Example of a simple array -> see if the values fit a distribution

In [9]:
from scipy.stats import chisquare
print(chisquare([16, 18, 16, 14, 12, 12]))


exp = np.sum([16, 18, 16, 14, 12, 12]) / len([16, 18, 16, 14, 12, 12]) # expected => uniform unless stated differently
obs = np.array([16, 18, 16, 14, 12, 12])

print('Chi²: ', np.sum((obs-exp)**2 / exp))

# ppf p
critical_chi2 = sp.stats.chi2.ppf(1-0.05, len(obs)-1) # (conf-int, dof)
print('Critical Chi² value: ', critical_chi2)
print('P-value: ', 1 - sp.stats.chi2.cdf(2, len(obs)-1)) # p-value == 1-CDF( chi2, dof)

Power_divergenceResult(statistic=2.0, pvalue=0.8491450360846096)
Chi²:  2.0
11.070497693516351
P-value:  0.8491450360846096


#### Chi square test (pearson)

$h_0$: Independence of variables

$h_A$: No independence of variables

In [13]:
chi2, p_val, dof, expected = sp.stats.contingency.chi2_contingency(clicks) #, correction=False)
chi2, p_val, dof, expected

(5.835975241545894,
 0.015701703602172736,
 1,
 array([[ 9.85714286, 13.14285714],
        [ 5.14285714,  6.85714286]]))

In [14]:
# proof for expected (row*col / total):
## x11
print(np.sum(clicks[:,0]) * np.sum(clicks[0,:]) / np.sum(clicks), np.sum(clicks[:,1]) * np.sum(clicks[0,:]) / np.sum(clicks))
## x21
print(np.sum(clicks[:,0]) * np.sum(clicks[1,:]) / np.sum(clicks), np.sum(clicks[:,1]) * np.sum(clicks[1,:]) / np.sum(clicks))
## ...

9.857142857142858 13.142857142857142
5.142857142857143 6.857142857142857


In [15]:
# this is equivalent to above WHEN CORRECTION=False, otherwise 5.8359 !!!! (rounded:)
np.sum((clicks - np.array([[9.857,13.1429],[5.143, 6.857]]))**2 / np.array([[9.857,13.1429],[5.143, 6.857]]))
# == np.sum((clicks-expected)**2 / expected)

7.70327543166964

#### Fisher's exact test

Always look at cell matrix[0,0] as reference

In [16]:
pd.DataFrame(clicks, index=['Clicked', 'Not Clicked'], columns=['A','B'])

Unnamed: 0,A,B
Clicked,6,17
Not Clicked,9,3


In [17]:
odds_ratio, p_value = sp.stats.fisher_exact(clicks, alternative='two-sided')

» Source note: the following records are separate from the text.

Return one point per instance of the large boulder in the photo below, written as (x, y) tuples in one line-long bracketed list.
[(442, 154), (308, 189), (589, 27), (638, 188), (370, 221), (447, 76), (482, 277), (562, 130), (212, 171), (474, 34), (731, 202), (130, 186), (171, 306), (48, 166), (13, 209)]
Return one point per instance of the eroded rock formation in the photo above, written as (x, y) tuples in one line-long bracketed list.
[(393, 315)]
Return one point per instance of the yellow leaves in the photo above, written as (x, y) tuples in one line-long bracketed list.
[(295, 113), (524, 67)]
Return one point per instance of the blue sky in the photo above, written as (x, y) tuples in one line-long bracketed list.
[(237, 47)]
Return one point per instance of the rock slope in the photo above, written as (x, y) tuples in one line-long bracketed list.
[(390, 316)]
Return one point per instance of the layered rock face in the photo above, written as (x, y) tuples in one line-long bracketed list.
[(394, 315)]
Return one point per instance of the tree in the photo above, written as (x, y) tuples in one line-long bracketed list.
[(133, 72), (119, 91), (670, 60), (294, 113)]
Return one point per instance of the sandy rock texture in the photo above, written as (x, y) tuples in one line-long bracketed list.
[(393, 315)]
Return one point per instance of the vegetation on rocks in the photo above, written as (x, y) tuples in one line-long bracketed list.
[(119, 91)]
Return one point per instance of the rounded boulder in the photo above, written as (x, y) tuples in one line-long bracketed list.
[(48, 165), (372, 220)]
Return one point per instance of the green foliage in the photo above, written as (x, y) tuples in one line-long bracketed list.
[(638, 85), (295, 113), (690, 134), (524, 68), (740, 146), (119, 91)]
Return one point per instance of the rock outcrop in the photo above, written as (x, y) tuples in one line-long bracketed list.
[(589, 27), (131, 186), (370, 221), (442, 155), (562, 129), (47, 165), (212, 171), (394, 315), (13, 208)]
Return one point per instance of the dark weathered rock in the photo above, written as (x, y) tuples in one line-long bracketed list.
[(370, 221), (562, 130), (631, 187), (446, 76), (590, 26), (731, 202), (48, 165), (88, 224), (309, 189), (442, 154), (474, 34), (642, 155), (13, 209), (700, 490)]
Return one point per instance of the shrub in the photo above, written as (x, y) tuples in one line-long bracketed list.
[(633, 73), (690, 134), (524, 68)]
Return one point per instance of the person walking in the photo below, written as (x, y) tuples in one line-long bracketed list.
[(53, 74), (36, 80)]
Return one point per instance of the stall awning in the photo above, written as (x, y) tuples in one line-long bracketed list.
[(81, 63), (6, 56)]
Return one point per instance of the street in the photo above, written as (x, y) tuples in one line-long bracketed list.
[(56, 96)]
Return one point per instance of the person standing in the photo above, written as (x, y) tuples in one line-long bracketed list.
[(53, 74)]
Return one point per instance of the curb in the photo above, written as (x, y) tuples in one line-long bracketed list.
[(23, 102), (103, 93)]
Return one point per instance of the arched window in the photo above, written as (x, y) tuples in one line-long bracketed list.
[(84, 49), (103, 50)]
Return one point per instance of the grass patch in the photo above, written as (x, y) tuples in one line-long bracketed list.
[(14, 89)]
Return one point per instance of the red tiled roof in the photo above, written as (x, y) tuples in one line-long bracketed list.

print('odds_ratio: ', odds_ratio, '\np-value: ', p_value)

odds_ratio:  0.11764705882352941 
p-value:  0.010724879495736006


In [18]:
# odds ratio > 1?
#       true, false
# true  6     17
# false 9      3
## odds ratio: [ (true positives & true negatives) / (false postitives & false negatives) ]
(6*3) / (9*17)

0.11764705882352941

In [19]:
# hA greater = right tail = proportion of clicks in "A" is greater than the second (very unlikely given the table above)
sp.stats.fisher_exact(clicks, alternative='greater')

(0.11764705882352941, 0.9992829723658095)

In [20]:
# hA greater = right tail = proportion of clicks in "A" is smaller than the second (very likely given the table above)
sp.stats.fisher_exact(clicks, alternative='less')

(0.11764705882352941, 0.007554690396737117)

## Continuous space

#### For demonstration - Z-score examples
PPF -> percent point function == inverse of the CDF.

e.g. we want to know the (critical) Z value for 95%:

In [10]:
np.round(sp.stats.norm.ppf(.95),2)

1.64

In [11]:
np.round(sp.stats.norm.ppf(.975),2)

1.96

Before proceeding, make sure what parameters are "known":

Normal Distribution:
* known sigma²

T Distribution:
* unknown sigma²


1. Pooled/Weighted Sigma (equal variances)
2. Paired (Good to reduce noice, variances are equal, values are heterogenous)
3. Welch's Test for UNequal variances

In [12]:
# https://www.statology.org/working-with-the-student-t-distribution-in-r-dt-qt-pt-rt/
(1-sp.stats.t.cdf(x=.75, df=23))
sp.stats.t.ppf(.975, 200)

1.9718962236316089

In [21]:
np.random.seed(42)

x = sp.stats.norm(0,1)
y = sp.stats.uniform(loc=1,scale=2) # uniform between [1,1+2] -> 1 <= X <= 3

xi = x.rvs(10)
yi = y.rvs(10)

In [22]:
xi, yi

(array([ 0.49671415, -0.1382643 ,  0.64768854,  1.52302986, -0.23415337,
        -0.23413696,  1.57921282,  0.76743473, -0.46947439,  0.54256004]),
 array([1.36364993, 1.36680902, 1.60848449, 2.04951286, 1.86389004,
        1.58245828, 2.22370579, 1.27898772, 1.5842893 , 1.73272369]))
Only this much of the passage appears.